Like many in his generation of Adventists in America, Loor was born into a Blue Collar home of limited means during the Great Depression. His mother and grandparents were converted to the Adventist faith through public evangelism and baptized into a new church plant. His pastor encouraged church members to raise the money necessary to see that Loor attended all eight grades of church school and he was helped to get a college education at Washington Adventist University in Takoma Park, Maryland.
In 1973, Loor became ministerial director for the denomination’s Michigan Conference and went on to a career as a church administrator. He was elected president of the Indiana Conference in 1986 and later served as president of the Northern New England Conference which includes the states of Maine, New Hampshire and Vermont.

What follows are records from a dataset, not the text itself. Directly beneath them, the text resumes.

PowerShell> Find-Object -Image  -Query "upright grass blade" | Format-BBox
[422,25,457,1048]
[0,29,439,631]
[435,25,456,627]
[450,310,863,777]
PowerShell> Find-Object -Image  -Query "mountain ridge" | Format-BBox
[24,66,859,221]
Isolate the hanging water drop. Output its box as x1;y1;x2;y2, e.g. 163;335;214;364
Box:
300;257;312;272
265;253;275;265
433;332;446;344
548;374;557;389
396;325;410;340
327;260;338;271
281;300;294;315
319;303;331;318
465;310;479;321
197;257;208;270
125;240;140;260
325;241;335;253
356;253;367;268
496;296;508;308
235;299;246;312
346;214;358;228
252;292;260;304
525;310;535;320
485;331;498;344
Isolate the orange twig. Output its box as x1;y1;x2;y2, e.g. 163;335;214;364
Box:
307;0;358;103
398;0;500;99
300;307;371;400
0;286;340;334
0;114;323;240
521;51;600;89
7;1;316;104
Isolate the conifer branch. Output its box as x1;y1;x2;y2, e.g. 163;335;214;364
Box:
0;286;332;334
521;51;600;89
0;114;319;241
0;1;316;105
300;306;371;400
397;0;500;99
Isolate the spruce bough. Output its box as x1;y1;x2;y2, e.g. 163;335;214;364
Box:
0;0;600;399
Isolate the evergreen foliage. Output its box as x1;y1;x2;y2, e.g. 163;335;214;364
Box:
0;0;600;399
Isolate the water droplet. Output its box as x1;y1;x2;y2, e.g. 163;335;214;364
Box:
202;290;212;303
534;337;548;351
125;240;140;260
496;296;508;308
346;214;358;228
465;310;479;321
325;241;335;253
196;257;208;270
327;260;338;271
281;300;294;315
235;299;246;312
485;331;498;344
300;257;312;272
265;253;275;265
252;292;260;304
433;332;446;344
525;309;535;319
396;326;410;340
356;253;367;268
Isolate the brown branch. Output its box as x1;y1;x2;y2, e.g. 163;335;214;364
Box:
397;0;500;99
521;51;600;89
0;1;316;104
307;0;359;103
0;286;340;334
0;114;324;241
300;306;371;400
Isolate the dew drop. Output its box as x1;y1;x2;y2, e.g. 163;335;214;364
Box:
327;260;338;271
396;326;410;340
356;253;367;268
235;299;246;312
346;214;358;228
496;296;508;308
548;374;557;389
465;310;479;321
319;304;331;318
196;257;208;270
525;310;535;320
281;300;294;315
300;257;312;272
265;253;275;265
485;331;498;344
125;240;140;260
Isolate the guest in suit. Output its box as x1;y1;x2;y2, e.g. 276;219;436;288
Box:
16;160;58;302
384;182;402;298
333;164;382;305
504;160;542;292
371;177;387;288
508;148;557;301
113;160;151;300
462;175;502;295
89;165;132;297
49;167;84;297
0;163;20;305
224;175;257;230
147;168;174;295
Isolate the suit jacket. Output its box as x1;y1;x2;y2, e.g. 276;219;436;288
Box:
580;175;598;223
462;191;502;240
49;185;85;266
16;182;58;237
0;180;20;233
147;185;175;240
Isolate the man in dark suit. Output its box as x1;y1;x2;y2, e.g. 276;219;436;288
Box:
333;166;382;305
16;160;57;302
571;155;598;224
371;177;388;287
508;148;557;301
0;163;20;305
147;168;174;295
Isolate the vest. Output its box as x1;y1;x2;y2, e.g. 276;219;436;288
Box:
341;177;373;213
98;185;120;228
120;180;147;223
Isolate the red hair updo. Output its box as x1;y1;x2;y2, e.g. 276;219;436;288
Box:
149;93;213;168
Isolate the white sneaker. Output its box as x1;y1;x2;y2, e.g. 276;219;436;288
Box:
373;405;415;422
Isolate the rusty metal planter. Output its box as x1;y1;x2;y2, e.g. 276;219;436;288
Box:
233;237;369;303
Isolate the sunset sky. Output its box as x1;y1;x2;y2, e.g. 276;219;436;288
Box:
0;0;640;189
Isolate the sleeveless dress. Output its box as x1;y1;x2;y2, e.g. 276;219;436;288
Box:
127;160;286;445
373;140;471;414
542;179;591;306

“Loor died surrounded by family in his home in Hendersonville, North Carolina, on Jan. 13,” the Adventist Review reported yesterday. He “is survived by his wife, June; his son, John Jr. [executive secretary of the denomination’s North Pacific Union Conference], and wife, Susan; his daughter, Jane, and her husband, Jim; five grandchildren, Cindy, Jimmy, Ryan, Rob and Jeremy; and two great grandchildren, Iris and Ellison. A memorial service will be held at 4 p.m. on Jan. 31 at the Fletcher Seventh-day Adventist Church.”